The serotonergic system, like all other neurotransmitters, already begins to bubble within the womb. It constructs its expansive landscape during the first year of life. To sustain this source, we must experience profound satisfaction, genuine and deep. This begins in our first year of life, as we forge connections with others and find fulfilment in these relationships. Enthusiastic caregivers cultivate a fertile landscape for our life's motivation during this crucial time. The more support we receive as toddlers, the richer the terrain of our dopaminergic system becomes. Dopamine propels us forward when we recognise rewarding goals. Without it, we would lack the drive to pursue anything, unable to lift a finger. Insufficient dopamine can lead to mental and physical paralysis.

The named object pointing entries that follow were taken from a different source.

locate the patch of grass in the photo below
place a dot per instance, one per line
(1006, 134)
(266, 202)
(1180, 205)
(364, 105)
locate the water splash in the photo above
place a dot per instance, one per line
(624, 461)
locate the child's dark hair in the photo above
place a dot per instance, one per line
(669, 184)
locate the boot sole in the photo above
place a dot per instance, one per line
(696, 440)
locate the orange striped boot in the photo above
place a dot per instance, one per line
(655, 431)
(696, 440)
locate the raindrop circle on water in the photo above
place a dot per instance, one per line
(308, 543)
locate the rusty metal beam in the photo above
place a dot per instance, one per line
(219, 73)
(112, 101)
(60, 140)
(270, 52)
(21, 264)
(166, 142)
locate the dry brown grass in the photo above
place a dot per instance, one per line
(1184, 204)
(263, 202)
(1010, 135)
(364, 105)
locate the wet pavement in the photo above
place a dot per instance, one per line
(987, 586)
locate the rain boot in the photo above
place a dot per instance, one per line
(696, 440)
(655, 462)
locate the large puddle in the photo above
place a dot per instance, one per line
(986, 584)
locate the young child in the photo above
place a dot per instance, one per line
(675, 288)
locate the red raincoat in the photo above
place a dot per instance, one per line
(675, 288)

Noradrenaline branches its streams and creeks through experiences that occur more frequently in the fourth- and fifth- year of life. This is the stage when we transition from toddlers, and our gender roles begin to take shape. It's a time of playing father-mother-child games, where we observe and absorb male and female behaviours from our parents. If the father's eyes light up differently when looking at the mother than when looking at the dear neighbour, and if the mother's eyes shine differently when gazing into the father's eyes than when looking at the dear neighbour, then we can calmly contemplate what it means to be feminine or masculine. This observation allows us to reflect on gender roles with clarity and composure. Noradrenaline amplifies the drive provided by dopamine, infusing it with a pleasurable tingle.


The brain is a self-learning system and adapts to the conditions it encounters. Children must surpass us; they must solve the problems we could not yet solve. If they have a solid foundation for the development of trust (oxytocin levels), satisfaction (serotonin levels), recognition (dopamine levels), and efficacy (noradrenaline levels), then our children can continue to evolve. They will tackle the challenges that overwhelm our generation with creativity and courage in the future, nurturing their health along the way.